There is no such thing as the provably best style for writing code: it all comes down to human preference. But one thing is extremely detrimental to reading code: inconsistent source code formatting. Hence why it is good to have a fixed style.

You are free to pick any style the compiler will accept for your own projects, of course. But if you wish to cooperate with other Lobster programmers, using the style set forth in this document will be helpful. Most code you will find will use this style, so trying to enforce another style may be tricky.

Python, being the language closest in syntax to Lobster, has a well defined style guide, and so do other languages, like Java. C/C++ in particular has failed to establish a clear style, which is a constant source of confusion and disagreement.

Default Style

Unless noted explicitly in this document, the style to follow is that of the samples in the Lobster documentation and distribution. Let’s look at a typical example:

def qsort(xs, lt):
    if xs.length <= 1:
        xs
    else:
        let pivot = xs[0]
        let tail = xs.slice(1, -1)
        append(append(qsort(tail.filter():     lt(_, pivot), lt), [ pivot ]),
                      qsort(tail.filter(): not lt(_, pivot), lt))

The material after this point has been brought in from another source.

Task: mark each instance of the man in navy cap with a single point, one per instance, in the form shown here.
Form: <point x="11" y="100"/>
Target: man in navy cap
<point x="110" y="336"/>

Indentation: Tabs vs Spaces

By default, you should use 4 spaces to indent (same as Python). The compiler will allow you to use tabs (discouraged), and in some cases even a mix (highly discouraged).

The compiler will error on mixed use of tabs and spaces, as that could change what code appears to mean.

In theory, tabs are superior for editing, but in practice, different editors and different methods of displaying code can make tab based code work inconsistently, which is more of a problem for a language with significant indentation like Lobster and Python.

Whitespace

Typical use of whitespace is around any binary operator (in the example <= =), after a , and inside [] when used as vector constructor or definition (but not when used for indexing, and not inside ()).

Alignment

As seen in the append call, you are encouraged to make similar code line up using extra spaces. Because the first part of the append call ended in a , the second line is not counted as an indentation in the same way as the indentation blocks above it.

Identifiers

Lobster uses lowercase for almost all indentifiers. If an identifier consists of multiple words, they are preferably just written consecutively, though for cases where that becomes unreadable using an _ to separate them is ok. Do not uses _ to start or end regular identifiers (see the reference manual about anonymously declared variables).

Indentation vs one-liners

Prefer indentation over one liners unless the block is very short, e.g. if a < 0: 10 else: a - 5 is better in-line than indented. Avoid the use of ; generally, if you need multiple expressions in a block, indentation is superior.

Prefer the shortest form

Whenever short forms are available for a particular syntax, prefer to use that, unless readability would suffer.